A court in Madrid acquitted Spain's renowned human rights judge Baltasar Garzon on Monday of breaching the terms of an amnesty by trying to investigate atrocities committed during the Franco era.
Six members of the seven-panel bench came out in favour of acquitting the 56-year-old, according to an official at the court in the Spanish capital.
Mr. Garzon has argued that the atrocities, including the disappearance of more than 100,000 people during the 1936-39 Civil War and General Francisco Franco's dictatorship that ended in 1975, were crimes against humanity and not subject to a 1977 amnesty voted through by Parliament.
Monday's decision came two weeks after the court quashed a bribe-taking case against Mr. Garzon, ruling that a three-year statute of limitations had passed in the case.
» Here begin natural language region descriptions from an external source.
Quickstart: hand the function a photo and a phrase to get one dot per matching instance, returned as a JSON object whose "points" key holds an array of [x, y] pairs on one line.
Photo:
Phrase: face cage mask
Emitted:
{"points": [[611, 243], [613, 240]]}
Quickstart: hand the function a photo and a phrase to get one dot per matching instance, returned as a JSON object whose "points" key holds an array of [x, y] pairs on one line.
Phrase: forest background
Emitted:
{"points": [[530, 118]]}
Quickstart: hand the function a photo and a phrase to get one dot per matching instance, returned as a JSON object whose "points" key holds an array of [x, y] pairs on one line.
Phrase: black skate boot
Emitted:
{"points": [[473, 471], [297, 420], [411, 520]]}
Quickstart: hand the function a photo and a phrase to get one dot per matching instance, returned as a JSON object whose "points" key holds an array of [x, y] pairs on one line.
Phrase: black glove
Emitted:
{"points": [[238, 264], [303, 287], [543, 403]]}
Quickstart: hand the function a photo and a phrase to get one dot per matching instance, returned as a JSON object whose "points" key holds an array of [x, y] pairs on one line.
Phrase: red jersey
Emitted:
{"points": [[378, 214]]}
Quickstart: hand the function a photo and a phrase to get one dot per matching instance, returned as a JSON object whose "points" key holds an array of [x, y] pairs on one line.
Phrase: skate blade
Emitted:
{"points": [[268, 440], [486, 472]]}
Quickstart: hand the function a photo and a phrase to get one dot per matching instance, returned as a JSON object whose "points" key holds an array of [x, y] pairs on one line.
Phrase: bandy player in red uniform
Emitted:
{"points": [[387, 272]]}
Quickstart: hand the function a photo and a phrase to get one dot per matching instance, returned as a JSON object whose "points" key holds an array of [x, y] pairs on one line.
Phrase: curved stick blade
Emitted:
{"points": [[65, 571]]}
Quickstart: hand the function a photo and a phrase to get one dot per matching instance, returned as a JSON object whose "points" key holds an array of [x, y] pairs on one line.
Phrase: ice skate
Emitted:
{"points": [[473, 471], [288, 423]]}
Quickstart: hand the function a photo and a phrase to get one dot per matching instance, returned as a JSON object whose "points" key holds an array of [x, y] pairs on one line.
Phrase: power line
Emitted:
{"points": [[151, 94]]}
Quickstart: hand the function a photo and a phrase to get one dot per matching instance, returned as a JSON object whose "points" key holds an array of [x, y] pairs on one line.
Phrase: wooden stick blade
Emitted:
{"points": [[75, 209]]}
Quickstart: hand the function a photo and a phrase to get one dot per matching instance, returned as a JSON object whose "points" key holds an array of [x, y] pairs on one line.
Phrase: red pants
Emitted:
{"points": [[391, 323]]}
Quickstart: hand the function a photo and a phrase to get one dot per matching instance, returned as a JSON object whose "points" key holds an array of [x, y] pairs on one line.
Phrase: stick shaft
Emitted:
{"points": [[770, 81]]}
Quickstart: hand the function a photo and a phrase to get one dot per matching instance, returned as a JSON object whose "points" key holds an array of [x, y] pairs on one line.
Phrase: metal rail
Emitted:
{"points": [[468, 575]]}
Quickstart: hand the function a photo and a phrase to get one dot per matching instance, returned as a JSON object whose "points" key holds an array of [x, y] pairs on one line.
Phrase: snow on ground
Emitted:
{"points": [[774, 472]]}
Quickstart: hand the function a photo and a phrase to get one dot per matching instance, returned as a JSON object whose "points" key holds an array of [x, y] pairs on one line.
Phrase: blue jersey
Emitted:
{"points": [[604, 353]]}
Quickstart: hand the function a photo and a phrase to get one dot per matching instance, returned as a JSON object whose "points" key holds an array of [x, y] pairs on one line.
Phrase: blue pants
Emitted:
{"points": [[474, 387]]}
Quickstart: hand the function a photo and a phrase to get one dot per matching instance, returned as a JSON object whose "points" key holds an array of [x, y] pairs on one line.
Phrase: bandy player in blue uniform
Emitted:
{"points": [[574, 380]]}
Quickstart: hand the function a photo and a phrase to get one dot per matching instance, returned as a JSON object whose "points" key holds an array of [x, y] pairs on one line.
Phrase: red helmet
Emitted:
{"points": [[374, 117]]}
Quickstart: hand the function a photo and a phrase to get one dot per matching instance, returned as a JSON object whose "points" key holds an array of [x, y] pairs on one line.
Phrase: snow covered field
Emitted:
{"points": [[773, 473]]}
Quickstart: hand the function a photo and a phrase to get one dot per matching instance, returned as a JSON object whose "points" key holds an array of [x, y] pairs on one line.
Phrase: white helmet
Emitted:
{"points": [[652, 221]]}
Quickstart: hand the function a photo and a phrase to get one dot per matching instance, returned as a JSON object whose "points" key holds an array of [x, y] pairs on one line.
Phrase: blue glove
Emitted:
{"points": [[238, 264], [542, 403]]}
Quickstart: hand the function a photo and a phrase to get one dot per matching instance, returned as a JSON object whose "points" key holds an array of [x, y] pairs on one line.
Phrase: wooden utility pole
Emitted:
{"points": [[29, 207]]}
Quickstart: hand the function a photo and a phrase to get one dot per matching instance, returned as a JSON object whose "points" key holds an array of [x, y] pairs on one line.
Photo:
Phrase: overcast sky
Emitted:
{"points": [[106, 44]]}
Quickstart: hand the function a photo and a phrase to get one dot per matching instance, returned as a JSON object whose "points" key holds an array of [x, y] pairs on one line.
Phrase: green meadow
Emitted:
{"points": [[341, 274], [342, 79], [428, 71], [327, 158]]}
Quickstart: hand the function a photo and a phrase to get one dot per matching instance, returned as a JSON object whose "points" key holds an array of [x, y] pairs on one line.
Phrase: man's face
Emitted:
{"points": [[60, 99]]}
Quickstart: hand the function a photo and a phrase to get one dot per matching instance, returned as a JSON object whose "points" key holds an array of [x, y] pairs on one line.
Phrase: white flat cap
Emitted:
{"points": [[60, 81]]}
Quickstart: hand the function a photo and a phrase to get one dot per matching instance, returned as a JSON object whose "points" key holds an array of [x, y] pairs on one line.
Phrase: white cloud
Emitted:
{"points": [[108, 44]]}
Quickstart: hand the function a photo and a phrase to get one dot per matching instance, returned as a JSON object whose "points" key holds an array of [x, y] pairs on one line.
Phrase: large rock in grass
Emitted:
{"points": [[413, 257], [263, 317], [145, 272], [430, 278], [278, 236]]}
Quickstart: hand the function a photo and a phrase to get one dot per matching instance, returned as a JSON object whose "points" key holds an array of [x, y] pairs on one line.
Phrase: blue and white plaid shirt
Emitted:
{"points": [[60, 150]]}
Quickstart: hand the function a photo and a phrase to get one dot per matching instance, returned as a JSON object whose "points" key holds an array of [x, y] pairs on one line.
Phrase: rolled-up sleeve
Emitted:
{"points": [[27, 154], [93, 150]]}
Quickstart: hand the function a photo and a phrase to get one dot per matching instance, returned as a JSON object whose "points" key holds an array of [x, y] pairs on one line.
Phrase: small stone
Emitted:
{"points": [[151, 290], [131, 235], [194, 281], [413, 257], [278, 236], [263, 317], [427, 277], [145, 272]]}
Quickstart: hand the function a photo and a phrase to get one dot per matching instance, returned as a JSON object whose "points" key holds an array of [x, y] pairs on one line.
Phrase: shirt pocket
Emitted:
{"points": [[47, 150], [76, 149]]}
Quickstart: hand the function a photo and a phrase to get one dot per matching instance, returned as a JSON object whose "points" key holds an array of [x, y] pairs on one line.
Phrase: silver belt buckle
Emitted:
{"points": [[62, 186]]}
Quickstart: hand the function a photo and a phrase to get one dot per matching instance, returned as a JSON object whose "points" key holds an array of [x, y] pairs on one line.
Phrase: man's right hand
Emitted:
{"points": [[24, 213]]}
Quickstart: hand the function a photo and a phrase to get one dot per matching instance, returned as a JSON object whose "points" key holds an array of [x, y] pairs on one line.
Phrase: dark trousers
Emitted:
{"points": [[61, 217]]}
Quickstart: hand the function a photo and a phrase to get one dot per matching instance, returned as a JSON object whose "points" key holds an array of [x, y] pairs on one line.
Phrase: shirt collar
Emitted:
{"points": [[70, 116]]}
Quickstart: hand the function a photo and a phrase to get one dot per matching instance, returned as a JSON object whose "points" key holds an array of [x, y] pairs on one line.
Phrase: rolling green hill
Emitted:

Mr. Garzon had been accused of soliciting sponsorship payments for lectures he gave in New York from five institutions, four of which had been probed in his own courtroom or other courtrooms in the National Court. But Mr. Garzon was handed an 11-year suspension from the bench earlier this month after he was convicted of illegally ordering wiretaps in a separate corruption case.
The 56-year-old, who came to fame with his efforts to extradite Chile's former dictator Augusto Pinochet from London in 1998, has also taken on Basque militants and even the al-Qaeda.
His supporters argue that the recent court cases against him were inspired by a desire for revenge on behalf of his enemies.